Соприкосновение с противником было утеряно. Противник остановился, и произошла случайная передышка.
Осень стояла мокрая. Грунтовые дороги развезло, и в них тонули подводы интендантских транспортов. Подвоз с тыла прекратился, и полки были предоставлены самим себе. Они посылали фуражиров по окрестным деревням для закупки сена и овса.
Утром хмурого декабрьского дня Карпов проснулся задолго до рассвета. Его мучила забота. Ему надо было ехать за сорок вёрст в штаб корпуса по тяжёлому и неприятному делу. Несколько дней тому назад два фуражира 1-й сотни, Скачков и Малов, были посланы за Вислу, в Галицию, за сеном. В одной хате они нашли много сена, но старик русин и его молодая дочь отказались продавать сено. Тогда Скачков с Маловым сами наложили сотенную подводу сеном и пришли к русину, чтобы рассчитаться за неё. Русин отказался принять деньги, а его дочь стала ругаться. «Разбойники вы! Воры и Государь ваш такой же вор!» — кричала она. «Нас ругай, мы смолчим, — строго сказал ей Малов, — а Государя нашего обижать не смей, а то плохо будет». Но баба разошлась. Она стала поносить Государя последними словами. «Тогда, — как показывал потом Малов, — не стерпел я такой обиды, затмение на меня нашло, я взял, приложился в сердцах в злую бабу из винтовки, выстрелил и положил её на месте». Дело получило огласку, наехали полевые жандармы, сбежался народ, да и Малов не таился, чистосердечно все рассказал. «Что у ей, — говорил он, — души у ей нет, один пар, жалеть её не приходится, а ругать Государя она не смеет». Но дело обернулось серьёзно, полевой суд усмотрел в этом мародёрство и убийство, и Малова приговорили к смертной казни через расстреляние.
Карпов не мог этого допустить. Он слишком был христианином, чтобы не ставить выше всего побуждения сердца. Он понимал, что в поступке Малова не было убийства, а была запальчивость и святое и гордое чувство глубокого и сильного, до самозабвения патриотизма, и в сердце своём Карпов, не оправдывая Малова, не обвинял его.

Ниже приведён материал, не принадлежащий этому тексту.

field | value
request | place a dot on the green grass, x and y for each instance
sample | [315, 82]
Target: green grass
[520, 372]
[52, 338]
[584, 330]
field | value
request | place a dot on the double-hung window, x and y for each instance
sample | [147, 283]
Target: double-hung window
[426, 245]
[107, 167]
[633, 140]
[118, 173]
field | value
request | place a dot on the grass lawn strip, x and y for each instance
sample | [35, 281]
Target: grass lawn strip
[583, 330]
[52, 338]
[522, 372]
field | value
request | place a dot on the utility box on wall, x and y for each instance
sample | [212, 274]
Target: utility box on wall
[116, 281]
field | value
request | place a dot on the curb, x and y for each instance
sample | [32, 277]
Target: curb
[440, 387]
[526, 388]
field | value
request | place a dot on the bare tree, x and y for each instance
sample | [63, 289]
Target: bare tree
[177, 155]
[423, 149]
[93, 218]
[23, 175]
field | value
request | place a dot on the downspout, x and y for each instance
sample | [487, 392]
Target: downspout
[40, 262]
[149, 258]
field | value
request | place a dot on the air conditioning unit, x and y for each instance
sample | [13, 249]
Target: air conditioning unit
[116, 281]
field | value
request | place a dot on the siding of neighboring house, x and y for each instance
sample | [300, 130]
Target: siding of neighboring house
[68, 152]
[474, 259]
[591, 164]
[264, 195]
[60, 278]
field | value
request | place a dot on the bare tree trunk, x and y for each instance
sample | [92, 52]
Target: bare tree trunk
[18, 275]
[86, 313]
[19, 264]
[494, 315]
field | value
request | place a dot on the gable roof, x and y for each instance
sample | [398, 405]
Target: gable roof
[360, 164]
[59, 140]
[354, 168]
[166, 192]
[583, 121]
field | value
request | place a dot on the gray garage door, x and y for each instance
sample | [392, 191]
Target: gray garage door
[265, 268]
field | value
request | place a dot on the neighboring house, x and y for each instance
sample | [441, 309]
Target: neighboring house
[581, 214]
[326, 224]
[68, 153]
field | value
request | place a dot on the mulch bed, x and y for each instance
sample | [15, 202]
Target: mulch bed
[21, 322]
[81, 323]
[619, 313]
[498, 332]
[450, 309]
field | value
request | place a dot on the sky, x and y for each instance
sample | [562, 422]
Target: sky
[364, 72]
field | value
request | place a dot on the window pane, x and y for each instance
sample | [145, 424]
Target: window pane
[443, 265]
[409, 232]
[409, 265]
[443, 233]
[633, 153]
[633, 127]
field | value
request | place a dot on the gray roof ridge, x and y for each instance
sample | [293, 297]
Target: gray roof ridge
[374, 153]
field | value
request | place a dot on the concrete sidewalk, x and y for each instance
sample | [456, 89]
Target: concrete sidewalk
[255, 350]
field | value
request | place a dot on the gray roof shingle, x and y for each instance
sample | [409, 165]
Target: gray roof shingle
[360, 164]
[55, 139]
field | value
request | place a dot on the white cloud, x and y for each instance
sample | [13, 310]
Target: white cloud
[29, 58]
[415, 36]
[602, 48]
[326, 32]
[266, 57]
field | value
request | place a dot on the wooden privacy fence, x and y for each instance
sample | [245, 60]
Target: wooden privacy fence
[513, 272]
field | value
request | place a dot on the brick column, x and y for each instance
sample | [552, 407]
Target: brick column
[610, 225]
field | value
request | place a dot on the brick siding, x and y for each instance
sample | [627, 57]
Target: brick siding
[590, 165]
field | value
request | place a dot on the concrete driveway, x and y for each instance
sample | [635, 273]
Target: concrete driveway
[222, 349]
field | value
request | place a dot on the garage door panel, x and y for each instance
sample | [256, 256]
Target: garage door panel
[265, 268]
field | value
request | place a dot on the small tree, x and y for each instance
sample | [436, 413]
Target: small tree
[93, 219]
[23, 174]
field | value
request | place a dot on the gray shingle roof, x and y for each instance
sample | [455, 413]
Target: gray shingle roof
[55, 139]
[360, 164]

Малов был храбрый казак, уже имевший Георгиевский крест. Карпов знал его отца, мать, деда и бабку, знал весь обиход их станичной жизни и понимал, что смертная казнь сына Маловых убьёт всю его семью. Эта казнь казалась ему чудовищной, особенно на войне, где и так легко было умереть и где так дороги были такие честные и верные казаки, как Малов. Он переговорил обо всём этом с начальником дивизии и, с его разрешения, решил ехать с личным ходатайством за Малова к командиру корпуса. Ночь он не спал. В маленькой убогой хате крестьянина в Хвалибоговице было холодно и грязно. Карпов ворочался на жёсткой походной койке. Рядом на сдвинутых скамьях, на сене, спал адьютант. На печи лежал сам хозяин. За окном стояла холодная лунная ночь, и лучи месяца падали в избушку. В углу, под образами и литографированной картиной Ченстоховской Божией Матери в короне, стояло тёмное знамя в чехле, и Карпову чудилось, что знамя благословляет его на поездку.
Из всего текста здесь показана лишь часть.